## Test for Feature Eng - LightGBM

In [8]:
import numpy as np # linear algebra
import pandas as pd # data processing, CSV file I/O (e.g. pd.read_csv)
import matplotlib.pyplot as plt
import seaborn as sns
sns.set_style('darkgrid')
import datetime
import missingno as msno
import lightgbm as lgb
import xgboost as xgb
from sklearn import preprocessing
from sklearn import metrics
from sklearn.model_selection import KFold, TimeSeriesSplit, train_test_split,StratifiedKFold
import gc
from statistics import mean

# Any results you write to the current directory are saved as output.

### Setup Cross Validation
1. Divide Train set in subsets (Training set itself + Local Test set)
2. Define Validation Metric (in our case it is ROC-AUC)
3. Stop training when Validation metric stops improving
4. Take average of each fold's prediction for the Local Test set.

In [9]:
train_full = pd.read_pickle('data/train_feat.pkl')
test_full = pd.read_pickle('data/test_feat.pkl')

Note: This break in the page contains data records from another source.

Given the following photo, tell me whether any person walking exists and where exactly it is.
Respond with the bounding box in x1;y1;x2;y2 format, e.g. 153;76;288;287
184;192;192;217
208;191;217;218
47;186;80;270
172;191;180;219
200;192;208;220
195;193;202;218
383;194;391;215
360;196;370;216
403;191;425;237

# Label Encoding for categoricals
for f in test_full.columns:
    if train_full[f].dtype=='object' or test_full[f].dtype=='object': 
        train_full[f] = train_full[f].fillna('unseen_before_label')
        test_full[f]  = test_full[f].fillna('unseen_before_label')
        lbl = preprocessing.LabelEncoder()
        lbl.fit(list(train_full[f].values) + list(test_full[f].values))
        train_full[f] = lbl.transform(list(train_full[f].values))
        test_full[f] = lbl.transform(list(test_full[f].values)) 

# Fill NA's for numerics
train_full = train_full.fillna(-999)
test_full = test_full.fillna(-999)

In [10]:
rm_cols = [
    'TransactionID','TransactionDT', 
    'isFraud'                         
]

# Final features
features_columns = [col for col in list(train_full.columns) if col not in rm_cols]

In [11]:
X = train_full[features_columns]
y = train_full['isFraud']

del train_full
gc.collect()

54

In [12]:
params = {
                    'objective':'binary',
                    'boosting_type':'gbdt',
                    'metric':'auc',
                    'n_jobs':-1,
                    'learning_rate':0.01,
                    'num_leaves': 2**8, # reduce number of leaves to reduce overfitting
                    'max_depth': 8, # max_depth should be constrained, -1 would mean unconstrained
                    'tree_learner':'serial',
                    'colsample_bytree': 0.7,
                    'subsample_freq':1,
                    'subsample':0.7,
                    'n_estimators':10000,
                    'max_bin':255,
                    'verbose':-1,
                    'seed': 2019,
                    'early_stopping_rounds':100, 
                } 

In [None]:
NFOLDS =5
folds = StratifiedKFold(n_splits=NFOLDS,random_state=123,shuffle=True) # split by stratified folds
# folds = TimeSeriesSplit(n_splits=NFOLDS) # split by time

aucs = []
clfs=[]
pred_len = len(test_full)
prediction = np.zeros(pred_len)

for fold, (trn_idx, test_idx) in enumerate(folds.split(X,y)):
    print('Training on fold {}'.format(fold + 1))
    
    trn_data = lgb.Dataset(data=X.iloc[trn_idx], label=y.iloc[trn_idx])
    val_data = lgb.Dataset(data=X.iloc[test_idx], label=y.iloc[test_idx])
    clf = lgb.train(params, 
                    trn_data, 
                    valid_sets = [trn_data, val_data], 
                    verbose_eval=200)
    
    print('AUC for fold {}: {}'.format(fold+1, clf.best_score['valid_1']['auc']))
    
    aucs.append(clf.best_score['valid_1']['auc'])
#     clfs.append(clf)
    
    prediction += clf.predict(test_full[features_columns])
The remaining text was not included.